The rolls puff up as they bake, and while mine did come out with some “horns” and such like, they were oh-so-tender and light, while at the same time moist and tasty. I noticed that the Examiner recipe does have you make balls of the dough, which would reduce the prickly nature of the crust somewhat. But my dough was not firm enough for that.
The thin crispy crust broke open to reveal an interior that was not doughy at all, but very cheesy, with a stretchy “crumb.” No need for extra butter or anything. One eater said they were “intense.”
We all noticed the likeness to mochi, the Japanese term for food that is chewy like this and often made with a highly-refined rice flour called mochiko. I think if you like mochi-anything, you would love these buns. I’ll tell you more about mochi in another post.
Mr. Glad doesn’t like mochi, and he didn’t like the Brazilian Cheese Breads. Too bad.
I put the leftovers in the freezer, even though the original recipes say to only bake as many as you need and to freeze the balls instead, etc. This morning we put them in the microwave for a few seconds and they came out quite delicious.
The other recipe I tried last week was Sweet Potato Biscuits. I would be happy to live off sweet potatoes, and because they are almost nutritious enough for that, I like to use them in as many ways as possible.
I was a bit skeptical about how flaky a biscuit could be with the addition of vegetables, but they passed that test. Buttermilk biscuits have been my standby, so these were sweet by comparison, but not overly so. They were enjoyed by all. [lost the recipe somehow while trying to edit it at a later date. Sorry.]
5 thoughts on “Biscuits and Buns”
Those both look really good. Everyone in my family loves sweet potatoes; so I should probably try that one out 🙂
Your biscuits look so delish. The Brazilian cheese biscuits reminded me of pop-overs when I saw the picture of them broken open. I love pop-overs.
You're very tricky to put the prettiest biscuit pictures at the top, but I'm always interested in food with “horns.” *wink*
I love the language difference!
In England 'biscuit' means 'cookies'
and what YOU call 'biscuits' we call 'scones' !!
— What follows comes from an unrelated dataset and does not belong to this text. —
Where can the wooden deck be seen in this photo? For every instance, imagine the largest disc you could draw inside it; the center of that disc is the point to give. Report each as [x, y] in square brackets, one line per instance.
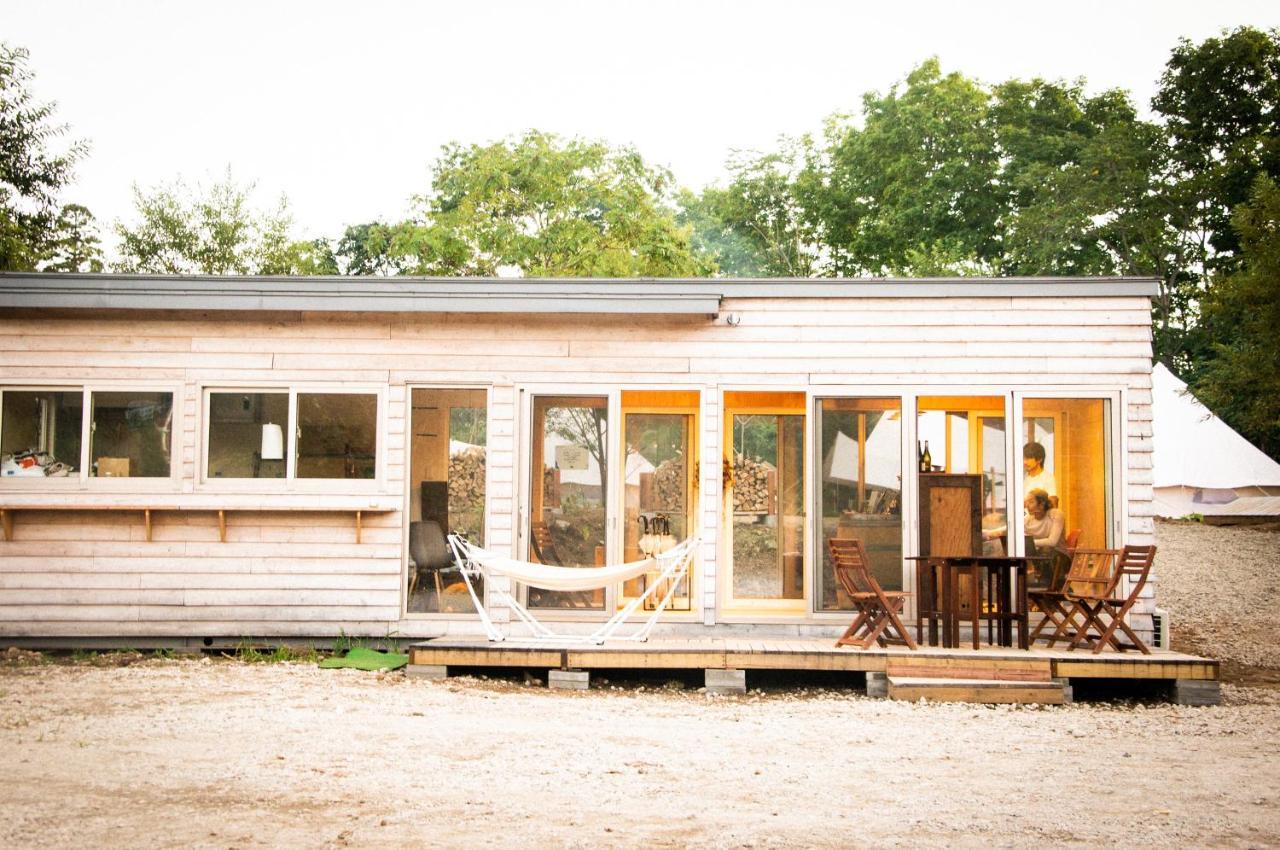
[813, 654]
I have never made them with sweet potatoes though. I do often make 'regular' sweet biscuits/scones with a small 2″ cutter- and serve them with jam [jelly] and clotted cream for fancy tea parties.
I'm going to try these sweet potato biscuits. Thank you for sharing the recipe!
I’m going to try this recipe. We make these fairly often – my husband is Brazilian. Thanks for this! They’re great for gluten-free people, too.